Il fut promptement obéi. Mes six gardiens coupèrent avec empressement les cordes qui m’entouraient. Je me levai debout et libre, mais je restai immobile ; l’étonnement m’enchaînait à son tour.

— Ce n’est pas tout, reprit alors Pierrot ; et, arrachant le poignard de l’un de ses nègres, il me le présenta en disant ; — Tu peux te satisfaire. À Dieu ne plaise que je te dispute le droit de disposer de ma vie ! Tu l’as sauvée trois fois ; elle est bien à toi maintenant ; frappe, si tu veux frapper.

Il n’y avait ni reproche ni amertume dans sa voix. Il n’était que triste et résigné.
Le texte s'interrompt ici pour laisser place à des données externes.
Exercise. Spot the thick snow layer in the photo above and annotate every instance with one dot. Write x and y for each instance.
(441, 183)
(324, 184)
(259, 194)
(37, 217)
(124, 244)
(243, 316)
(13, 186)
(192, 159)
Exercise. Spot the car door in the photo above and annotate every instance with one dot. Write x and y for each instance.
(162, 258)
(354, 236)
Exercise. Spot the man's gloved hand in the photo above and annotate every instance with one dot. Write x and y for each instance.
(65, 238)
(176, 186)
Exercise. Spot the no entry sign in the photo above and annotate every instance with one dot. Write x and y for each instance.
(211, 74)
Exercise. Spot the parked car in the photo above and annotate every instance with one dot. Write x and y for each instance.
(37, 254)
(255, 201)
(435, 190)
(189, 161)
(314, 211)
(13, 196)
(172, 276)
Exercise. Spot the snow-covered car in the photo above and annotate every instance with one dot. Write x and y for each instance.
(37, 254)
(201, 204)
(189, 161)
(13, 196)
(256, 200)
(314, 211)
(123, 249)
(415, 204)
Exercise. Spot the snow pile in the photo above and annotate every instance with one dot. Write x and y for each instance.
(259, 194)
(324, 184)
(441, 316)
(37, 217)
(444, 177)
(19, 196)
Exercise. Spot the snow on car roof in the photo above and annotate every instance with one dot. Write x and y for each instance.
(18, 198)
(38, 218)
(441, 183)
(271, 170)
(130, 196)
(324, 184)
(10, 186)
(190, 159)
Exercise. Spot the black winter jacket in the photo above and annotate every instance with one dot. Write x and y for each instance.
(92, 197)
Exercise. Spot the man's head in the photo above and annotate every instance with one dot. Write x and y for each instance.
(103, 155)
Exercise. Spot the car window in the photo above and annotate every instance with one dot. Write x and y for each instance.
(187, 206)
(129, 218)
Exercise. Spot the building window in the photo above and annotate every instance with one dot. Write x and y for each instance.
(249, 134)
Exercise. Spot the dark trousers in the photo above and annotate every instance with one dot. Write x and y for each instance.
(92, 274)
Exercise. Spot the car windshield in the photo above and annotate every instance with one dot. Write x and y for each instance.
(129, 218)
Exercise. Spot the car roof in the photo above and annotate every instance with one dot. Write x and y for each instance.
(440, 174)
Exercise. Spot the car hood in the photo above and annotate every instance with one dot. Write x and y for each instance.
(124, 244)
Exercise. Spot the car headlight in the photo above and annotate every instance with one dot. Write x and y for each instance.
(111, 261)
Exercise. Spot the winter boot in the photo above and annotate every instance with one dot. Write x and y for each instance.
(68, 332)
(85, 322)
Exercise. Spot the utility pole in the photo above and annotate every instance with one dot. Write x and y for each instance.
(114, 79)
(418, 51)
Cette voie inattendue ouverte à ma vengeance par celui même qu’elle brûlait d’atteindre avait quelque chose de trop étrange et de trop facile. Je sentis que toute ma haine pour Pierrot, tout mon amour pour Marie ne suffisaient pas pour me porter à un assassinat ; d’ailleurs quelles que fussent les apparences, une voix me criait au fond du cœur qu’un ennemi et un coupable ne vient pas de cette manière au-devant de la vengeance et du châtiment. Vous le dirai-je enfin ? il y avait dans le prestige impérieux dont cet être extraordinaire était environné quelque chose qui me subjuguait moi-même malgré moi dans ce moment. Je repoussai le poignard.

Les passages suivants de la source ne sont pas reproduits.